Server Priority Manager allows you to set upper limits of the number of accesses from the server to storage system as well as the amount of data transfer. The upper limits are automatically disabled when the traffic between the server and storage system drops to user-defined levels. Server Priority Manager supports Fibre Channel and iSCSI ports connected to open-systems hosts.
By using Server Priority Manager, you can designate prioritized ports (for example, for production servers) and non-prioritized ports (for example, for development servers) and set upper limits and thresholds for the I/O activity of these ports to prioritize I/O operations to host servers requiring high-throughput I/O operations and prevent low-priority activities from negatively impacting high-priority activities.
You can also control the I/O priority for individual volumes (LDEVs) in a storage system by using CCI. When you use CCI to configure LDEV-level Server Priority Manager operations, you can specify an LDEV and a WWN or iSCSI name of a host adapter. Within a single storage system, you can use only one of the following two methods to set I/O priority level: you can specify ports (GUI or CLI), or you can specify LDEVs (CLI only). For important information about using CCI to perform Server Priority Manager operations, see the Command Control Interface Command Reference.
Performance of high-priority hosts
In a SAN environment, the storage system is usually connected with many host servers. Some types of host servers often require higher performance than others. For example, production servers such as database and application servers that are used to perform daily tasks of business organizations usually require high performance. If production servers experience decreased performance, productivity in business activities can be negatively impacted. To prevent this from happening, the system administrator needs to maintain the performance of production servers at a relatively high level.
Computer systems in business organizations often include development servers, which are used for developing, testing, and debugging business applications, as well as production servers. If development servers experience decreased performance, development activities can be negatively impacted, but a drop in development server performance does not have as much negative impact to the entire organization as a drop in production server performance. In this case, you can use Server Priority Manager to give higher priority to I/O activity from production servers than I/O activity from development servers to manage and control the impact of development activities.

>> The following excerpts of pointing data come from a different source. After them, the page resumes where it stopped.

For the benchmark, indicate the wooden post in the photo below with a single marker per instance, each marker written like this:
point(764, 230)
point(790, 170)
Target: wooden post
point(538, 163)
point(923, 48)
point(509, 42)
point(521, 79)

Using Server Priority Manager you can limit the number of I/O requests from servers to the storage system as well as the amount of data that can be transferred between the servers and the storage system to maintain production server performance at the required levels. This practice of limiting the performance of low-priority host servers is called upper-limit control. The upper-limit control is automatically disabled when traffic between the servers and the storage system drops to user-defined levels called thresholds.
While upper-limit control can help production servers to perform at higher levels during periods of heavy use, it may not be desirable when production servers are not busy. For example, if the I/O activity on production servers is high between 09:00 and 15:00 hours and decreases significantly after 15:00, upper-limit control for development servers may not be required after 15:00.
To address this situation Server Priority Manager provides threshold control in which upper-limit control is automatically disabled when I/O traffic between production servers and the storage system decreases to a user-specified level. This user-specified level at which upper-limit control is disabled is called the threshold. You can specify the threshold as an I/O rate (number of I/Os per second) and a data transfer rate (amount of data transferred per second).
For example, if you set a threshold of 500 I/Os per second to the storage system, the upper-limit controls for development servers are disabled when the I/O rate of the production servers drops below 500 I/Os per second. If the I/O rate of the production servers goes up and exceeds 500 I/Os per second, upper-limit control is restored on the development servers.
If you also set a threshold of 20 MB per second to the storage system, the upper-limit controls for development servers are disabled when the amount of data transferred between the storage system and the production servers is less than 20 MB per second.
Requirements for using performance functions
- Performance management products: The following software products are required for performance management operations.
- Hitachi Performance Monitor
- Hitachi Server Priority Manager
- Cache Residency Manager
- Hitachi Virtual Partition Manager
- Access: Administrator access for
Hitachi Device Manager - Storage Navigator or write access for the performance management software products is required to perform operations. Users without Administrator access or write access can only view the performance management information and settings. You need the specific administrator roles for each function:
- Performance Monitor: Storage Administrator (Performance Management)
- Server Priority Manager, Cache Residency Manager, Virtual Partition Manager: Storage Administrator (System Resource Management)
- License keys: The license keys for the performance management software products must be installed. For details about installing license keys, see the System Administrator Guide.
- Java: Java is required for Server Priority Manager and Cache Residency Manager. For details about installing Java and configuring Device Manager - Storage Navigator, see the System Administrator Guide.
- Hitachi Device Manager - Storage Navigator secondary windows: Secondary windows must be enabled before you use Server Priority Manager or Cache Residency Manager. Java and some settings of Hitachi Device Manager - Storage Navigator are required for the Hitachi Device Manager - Storage Navigator secondary window. For details, see the System Administrator Guide.
- Cache memory for Cache Residency Manager: Use of Cache Residency Manager might require additional cache memory in your storage system. For details, see Estimating cache size for Cache Residency Manager.
- Cache memory for Virtual Partition Manager: Use of Virtual Partition Manager might require additional cache memory in your storage system.